Ich parkte mein Auto auf der Straße vor dem vertrauten Haus meiner Familie. Ich konnte nicht glauben, dass ich wieder zu Hause war. Hier festzustecken. Der Gedanke, viele Jahre hier festzuhängen, erfüllte mich mit schwerer Angst. Unglücklich und elend, ohne Ausweg, jetzt, wo mein Schicksalsgefährte mich abgelehnt hatte. Nicht, dass irgendjemand außer Miles und mir davon wusste. Nein. Er hatte entschieden, dass er als schwach gelten würde, wenn andere wüssten, dass ein Alpha gegen die Wahl der mächtigen Mondgöttin gegangen war. Also war das unser Geheimnis. Oder er würde mich auf Weisen bezahlen lassen, die ich mir nicht ausmalen wollte, offenbar.
Und ehrlich gesagt, wollte ich auch nicht daran denken. Er hatte mir erlaubt, wegzugehen, um mein Studium zu absolvieren. Er hatte die letzten Zweifel ausgeräumt, als mein Onkel, der derzeitige Alpha, und Miles' Vater sowie meine Eltern noch unsicher waren. Oder so sagte er es. Wie wahr das war, würde ich wohl nie erfahren, aber aus diesem Grund und nur aus diesem Grund hatte ich getan, was er verlangte.
Wenn er die Dinge getan hatte, die er sagte, dann hatte er mir erlaubt, meinen Traum zu verwirklichen und mein Lehramtsstudium abseits des Rudels zu absolvieren. Um einfach nur ich zu sein, nicht die Tochter des Rudel-Betas. Und ich habe dadurch aufblühen können. Aber nun musste ich zurückkehren. Zurück dorthin, wo ich hingehörte. Und obwohl ich mein Studium abgeschlossen hatte, hatte ich keine wirklichen Zukunftsaussichten. Ich war wohl hier festgefahren.
Ich stieg aus dem Auto, entschlossener denn je, Arbeit zu finden, als ich die Stimme meiner Mutter hörte. „Bailey!“ begrüßte sie mich von den Stufen der Veranda aus, mit einem breiten Lächeln im Gesicht. „Du siehst wunderschön aus, Liebling.“
Ich lächelte zurück, während ich zur Haustür ging. Doch dann sah ich Miles, der das Haus neben unserem verließ. Das Alpha-Haus. Konnte ich meine Heimkehr schlechter getimt haben?

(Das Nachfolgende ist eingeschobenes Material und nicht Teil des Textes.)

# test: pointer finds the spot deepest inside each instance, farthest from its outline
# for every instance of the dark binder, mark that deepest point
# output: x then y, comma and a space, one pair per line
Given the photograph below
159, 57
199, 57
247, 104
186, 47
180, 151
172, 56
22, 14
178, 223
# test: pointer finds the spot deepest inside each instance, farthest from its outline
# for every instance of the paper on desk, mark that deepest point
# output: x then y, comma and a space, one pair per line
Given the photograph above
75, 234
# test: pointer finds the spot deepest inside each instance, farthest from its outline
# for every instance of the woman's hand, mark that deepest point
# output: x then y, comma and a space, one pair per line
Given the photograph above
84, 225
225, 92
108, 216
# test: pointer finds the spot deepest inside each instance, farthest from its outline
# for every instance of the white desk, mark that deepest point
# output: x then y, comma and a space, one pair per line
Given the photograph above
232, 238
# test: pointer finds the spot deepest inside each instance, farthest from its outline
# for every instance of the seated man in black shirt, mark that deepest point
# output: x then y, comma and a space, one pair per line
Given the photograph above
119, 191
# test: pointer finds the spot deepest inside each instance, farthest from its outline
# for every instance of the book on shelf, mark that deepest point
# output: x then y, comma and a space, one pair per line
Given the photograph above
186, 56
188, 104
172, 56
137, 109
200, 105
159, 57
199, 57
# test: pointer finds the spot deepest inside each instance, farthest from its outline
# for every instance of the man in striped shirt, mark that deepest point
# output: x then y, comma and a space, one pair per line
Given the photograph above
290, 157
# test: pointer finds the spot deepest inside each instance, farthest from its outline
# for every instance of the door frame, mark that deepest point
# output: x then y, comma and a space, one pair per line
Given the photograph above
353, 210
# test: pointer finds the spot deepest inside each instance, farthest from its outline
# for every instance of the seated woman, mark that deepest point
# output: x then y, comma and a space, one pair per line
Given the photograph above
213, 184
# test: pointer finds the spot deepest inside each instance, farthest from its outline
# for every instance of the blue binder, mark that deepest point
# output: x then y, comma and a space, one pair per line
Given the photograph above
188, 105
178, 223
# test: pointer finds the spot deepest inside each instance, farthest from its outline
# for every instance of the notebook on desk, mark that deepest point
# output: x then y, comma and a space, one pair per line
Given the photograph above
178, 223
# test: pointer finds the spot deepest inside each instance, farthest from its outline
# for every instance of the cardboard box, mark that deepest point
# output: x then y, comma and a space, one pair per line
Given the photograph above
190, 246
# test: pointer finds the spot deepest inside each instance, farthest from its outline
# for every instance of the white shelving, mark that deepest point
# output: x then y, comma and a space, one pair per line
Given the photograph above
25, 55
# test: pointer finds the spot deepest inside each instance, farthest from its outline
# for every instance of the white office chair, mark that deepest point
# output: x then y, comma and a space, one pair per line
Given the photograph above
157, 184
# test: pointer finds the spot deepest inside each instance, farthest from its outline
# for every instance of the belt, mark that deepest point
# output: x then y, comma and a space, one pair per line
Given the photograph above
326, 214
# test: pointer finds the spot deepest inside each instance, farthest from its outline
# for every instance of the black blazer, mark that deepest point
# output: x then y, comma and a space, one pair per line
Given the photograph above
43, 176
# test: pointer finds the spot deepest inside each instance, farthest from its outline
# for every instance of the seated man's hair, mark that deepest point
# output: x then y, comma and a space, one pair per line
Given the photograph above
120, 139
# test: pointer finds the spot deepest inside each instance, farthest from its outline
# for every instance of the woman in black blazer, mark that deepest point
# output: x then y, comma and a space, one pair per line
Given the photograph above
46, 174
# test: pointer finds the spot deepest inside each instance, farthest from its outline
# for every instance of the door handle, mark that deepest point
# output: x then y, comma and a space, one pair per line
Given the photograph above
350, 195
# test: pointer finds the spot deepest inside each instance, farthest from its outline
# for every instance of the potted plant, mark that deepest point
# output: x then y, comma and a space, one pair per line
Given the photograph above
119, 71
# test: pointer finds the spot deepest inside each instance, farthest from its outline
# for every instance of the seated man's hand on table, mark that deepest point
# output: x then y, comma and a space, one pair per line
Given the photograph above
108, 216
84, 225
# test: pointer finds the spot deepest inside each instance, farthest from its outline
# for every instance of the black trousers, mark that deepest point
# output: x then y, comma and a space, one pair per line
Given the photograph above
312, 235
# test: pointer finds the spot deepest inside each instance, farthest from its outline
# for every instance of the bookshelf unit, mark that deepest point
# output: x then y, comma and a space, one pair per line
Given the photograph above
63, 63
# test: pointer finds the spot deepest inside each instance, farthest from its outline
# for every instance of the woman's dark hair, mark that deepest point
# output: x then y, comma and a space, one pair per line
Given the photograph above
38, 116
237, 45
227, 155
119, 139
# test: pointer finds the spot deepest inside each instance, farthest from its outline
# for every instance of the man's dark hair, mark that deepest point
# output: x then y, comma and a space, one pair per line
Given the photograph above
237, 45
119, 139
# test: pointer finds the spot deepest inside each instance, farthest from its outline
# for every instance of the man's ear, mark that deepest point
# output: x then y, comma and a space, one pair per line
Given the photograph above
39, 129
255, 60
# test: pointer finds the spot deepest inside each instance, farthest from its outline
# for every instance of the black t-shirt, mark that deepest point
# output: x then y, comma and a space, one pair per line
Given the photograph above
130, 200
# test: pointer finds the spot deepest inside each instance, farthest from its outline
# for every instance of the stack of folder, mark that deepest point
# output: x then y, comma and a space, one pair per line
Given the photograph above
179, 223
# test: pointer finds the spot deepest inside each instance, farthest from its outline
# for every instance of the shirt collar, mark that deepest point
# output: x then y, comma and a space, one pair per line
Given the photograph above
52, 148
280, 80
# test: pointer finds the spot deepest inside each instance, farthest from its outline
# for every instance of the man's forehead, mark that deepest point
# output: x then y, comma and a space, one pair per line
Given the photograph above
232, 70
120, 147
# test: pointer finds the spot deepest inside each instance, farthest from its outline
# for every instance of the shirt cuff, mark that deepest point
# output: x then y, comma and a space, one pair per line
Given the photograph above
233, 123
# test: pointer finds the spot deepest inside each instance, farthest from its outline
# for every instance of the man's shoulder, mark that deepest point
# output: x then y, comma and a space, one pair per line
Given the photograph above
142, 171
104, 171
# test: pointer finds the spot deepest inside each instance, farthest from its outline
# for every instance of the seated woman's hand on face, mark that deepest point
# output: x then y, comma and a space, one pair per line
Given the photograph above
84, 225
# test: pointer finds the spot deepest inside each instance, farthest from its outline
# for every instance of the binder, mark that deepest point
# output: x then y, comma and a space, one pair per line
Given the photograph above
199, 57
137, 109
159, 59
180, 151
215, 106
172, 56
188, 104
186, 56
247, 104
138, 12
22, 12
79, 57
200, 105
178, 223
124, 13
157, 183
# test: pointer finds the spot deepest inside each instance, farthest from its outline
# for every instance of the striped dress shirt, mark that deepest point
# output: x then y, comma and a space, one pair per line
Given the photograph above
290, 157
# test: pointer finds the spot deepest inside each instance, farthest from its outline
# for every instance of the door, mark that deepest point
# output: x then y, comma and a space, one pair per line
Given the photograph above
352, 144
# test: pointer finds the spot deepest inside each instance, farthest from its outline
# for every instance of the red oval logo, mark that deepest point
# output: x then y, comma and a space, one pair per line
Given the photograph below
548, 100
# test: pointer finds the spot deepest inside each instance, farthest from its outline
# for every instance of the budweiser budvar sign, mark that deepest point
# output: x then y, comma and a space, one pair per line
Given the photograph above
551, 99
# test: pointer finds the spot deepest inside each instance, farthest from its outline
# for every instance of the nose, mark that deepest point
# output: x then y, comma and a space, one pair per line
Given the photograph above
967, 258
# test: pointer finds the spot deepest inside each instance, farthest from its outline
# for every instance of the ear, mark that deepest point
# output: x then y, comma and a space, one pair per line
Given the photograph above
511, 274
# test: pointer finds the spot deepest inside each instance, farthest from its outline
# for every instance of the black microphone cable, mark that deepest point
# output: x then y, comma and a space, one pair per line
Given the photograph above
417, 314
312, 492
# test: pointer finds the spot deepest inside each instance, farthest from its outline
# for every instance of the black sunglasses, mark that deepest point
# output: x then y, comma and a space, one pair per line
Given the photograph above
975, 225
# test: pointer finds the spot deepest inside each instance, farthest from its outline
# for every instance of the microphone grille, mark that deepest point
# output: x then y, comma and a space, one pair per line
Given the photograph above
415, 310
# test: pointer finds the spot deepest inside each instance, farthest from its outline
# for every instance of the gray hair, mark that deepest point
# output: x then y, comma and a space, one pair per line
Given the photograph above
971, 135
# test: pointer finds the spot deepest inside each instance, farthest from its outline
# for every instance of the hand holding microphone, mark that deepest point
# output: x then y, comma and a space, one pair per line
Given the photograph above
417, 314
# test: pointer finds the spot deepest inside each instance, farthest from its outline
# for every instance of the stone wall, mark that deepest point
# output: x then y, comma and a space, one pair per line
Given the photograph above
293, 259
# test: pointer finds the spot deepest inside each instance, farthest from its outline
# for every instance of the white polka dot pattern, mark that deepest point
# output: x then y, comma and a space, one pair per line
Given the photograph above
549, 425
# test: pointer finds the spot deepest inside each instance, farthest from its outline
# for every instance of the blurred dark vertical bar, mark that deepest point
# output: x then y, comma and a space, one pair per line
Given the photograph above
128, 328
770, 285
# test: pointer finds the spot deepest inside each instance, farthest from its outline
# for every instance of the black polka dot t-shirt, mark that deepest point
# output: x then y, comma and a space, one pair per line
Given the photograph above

Seine Augen trafen meine, und er warf mir einen dunklen Blick zu, bevor er meine Mutter ansah. „Hallo Tante Brianna. Du hast nicht gesagt, dass sie heute heimkommt.“
Mum lächelte Miles an, als ob sie die Welt von ihm hielt, was sie meistens auch tat. „Ach, das ist mir wohl entfallen. Bailey ist jetzt für immer zu Hause, Miles. Wie wunderbar ist das?“
Miles warf mir erneut einen finsteren Blick zu. „Hmmm. Wirklich wunderbar.“ sagte er mit ernsthafter Verachtung in der Stimme.
‚Du hältst dich von mir fern, es sei denn, ich sage etwas anderes, verstanden?‘ mindlinkte Miles mich, während er zu seinem Auto ging.
„Willst du nicht mit ihm reden, Bai?“ versuchte Mum. „Er wird nächstes Jahr Alpha, weißt du?“
„Oh, das macht nichts, Tante Brianna. Bailey wird dieses Mal entschuldigt. Ich bin sicher, sie ist müde von der Fahrt nach Hause. Aber zweifellos werde ich sie öfter sehen. Und ja, sie wird sich daran gewöhnen müssen, mich als ihren Vorgesetzten zu haben. Ihren Alpha.“ sagte er mit einem höhnischen Grinsen, und bei seinen Worten drehte sich mein Magen um. Ich glaube nicht, dass ich hier bleiben kann... Ich muss nicht nur Arbeit finden, ich muss Arbeit außerhalb meines Rudels finden, damit ich wegziehen und meinem psychotischen Alpha und Ex-Gefährten entkommen kann!